# Transport von Rechnern mit AIO Wasserkühlung



## Zaxarias (20. September 2021)

Hallo miteinander,
ich spiele mit dem Gedanken, mit einen gebrauchten Rechner zu holen. Dieser hat - aus meiner Sicht leider - so eine AIO Wasserkühlung installiert. (Corsair H150i Pro)
Die Optik finde ich durchaus ansprechend.
Nun habe ich mal kurz hier im Forum gelesen, und festgestellt, dass da nach einer gewissen Zeit nicht mehr genügend Flüssigkeit drin ist und da ich auf der Corsair auch keine Wartungsinstruktionen gefunden habe, scheint das Teil danach Schrott zu sein.
Jetzt bin ich am überlegen, ob das für mich überhaupt in Frage kommt.

Ein Totschlagargument wäre aber, wenn diese AIO Lösungen empfindlich auf den Transport reagieren würden. Ich transportiere ab und zu meinen Rechner mit dem Auto. Aktuell ist ein Dark Rock 4 Pro montiert. Da liegt der Rechner halt immer auf der rechten Seite und bisher gab es keine Probleme.
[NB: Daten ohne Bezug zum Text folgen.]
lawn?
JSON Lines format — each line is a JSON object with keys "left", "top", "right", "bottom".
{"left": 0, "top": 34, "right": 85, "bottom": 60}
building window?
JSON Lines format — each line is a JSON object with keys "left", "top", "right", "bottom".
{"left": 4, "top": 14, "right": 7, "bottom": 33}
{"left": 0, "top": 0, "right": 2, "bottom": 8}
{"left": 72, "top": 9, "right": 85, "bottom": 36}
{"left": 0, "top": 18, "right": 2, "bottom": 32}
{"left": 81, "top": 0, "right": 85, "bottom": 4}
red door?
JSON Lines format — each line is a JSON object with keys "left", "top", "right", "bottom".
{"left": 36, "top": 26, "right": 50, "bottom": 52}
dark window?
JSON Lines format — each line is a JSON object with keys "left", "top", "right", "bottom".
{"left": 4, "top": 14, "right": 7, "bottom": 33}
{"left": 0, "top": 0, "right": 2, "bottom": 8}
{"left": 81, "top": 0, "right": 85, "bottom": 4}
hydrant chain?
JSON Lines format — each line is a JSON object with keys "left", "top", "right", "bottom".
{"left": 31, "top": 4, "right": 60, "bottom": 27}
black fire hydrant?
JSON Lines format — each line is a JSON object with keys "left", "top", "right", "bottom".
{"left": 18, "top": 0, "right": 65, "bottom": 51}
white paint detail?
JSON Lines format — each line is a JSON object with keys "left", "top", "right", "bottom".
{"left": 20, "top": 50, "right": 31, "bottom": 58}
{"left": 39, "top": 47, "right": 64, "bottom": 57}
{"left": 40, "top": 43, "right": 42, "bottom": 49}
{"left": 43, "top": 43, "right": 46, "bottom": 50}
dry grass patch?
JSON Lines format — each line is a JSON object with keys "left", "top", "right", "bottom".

GAU wäre für mich, wenn sich durch die Vibrationen irgendwann irgendein Schlauch löst und ich dann die ganze Flüssigkeit im Rechner habe oder so. Ihr habt doch sicher Erfahrungen damit.


----------



## NerdFlanders (20. September 2021)

AIOs zu transportieren - solange richtig montiert* - ist sogar wesentlich sicherer als PCs mit schweren CPU Kühler zu transportieren.

*) Radiator sicher verschraubt

Die Vibrationen von einem Transport können sicher nicht die Schläuche lösen (Was glaubst du wie die KoWaKü von Asien her kam?  )


----------



## Zaxarias (20. September 2021)

Ok. Dank dir.

Bzgl. der Langlebigkeit habe ich das aber richtig verstanden, dass ich im Grunde einfach die Temperaturen beobachte und auf seltsame Geräusche achte und dann halt ggf. das Ding einfach komplett ersetze, oder?
Für mich - als Wasserkühlungslaie - klang das alles zu kompliziert, was ich hier im Forum gelesen habe.


----------



## NerdFlanders (20. September 2021)

Genau. Ist Luft im System gluckert es deutlich hörbar. Die Temperatur sollte dann auch noch ok sein, nur wenn die Pumpe nicht mehr pumpt wird es problematisch. Einfach aufmerksam sein, dann haut das schon hin.

Solche Kompakt Wasserkühlung wurden ja konzipiert möglichst sicher & einfach zu sein. Die Kehrseite ist halt dass bei einem Defekt keine Option auf Wartung besteht


----------



## IICARUS (21. September 2021)

Wobei die Pumpe jetzt auch nicht gefährlich für den Prozessor wäre, denn sollte diese ausfallen wird der Prozessor zunächst ab einer bestimmten Temperatur anfangen herunter zu takten und dann sogar in den Notaus gehen.

Hatte mal den Stecker nicht richtig drauf und nachdem Windows gestartet war, verhielt sich Windows etwas seltsam und es hing etwas. Dann ging der Rechner auch schon aus. Nachdem ich das Bios aufsuchte merke ich das der Prozessor 100°C erreichte und so bemerkte ich auch das der Stecker der Pumpe nicht richtig drauf steckte. Zuvor verhielt sich Windows etwas seltsam und hing etwas, weil der Prozessor bereits vor dem Abschalten am herunter takten war.

AIOs sind halt nicht wartungsfrei und manche lassen sich auch nicht warten.
Aber in der Regel halten sie schon 4-7 Jahre und in manchen Fälle sogar noch länger.


----------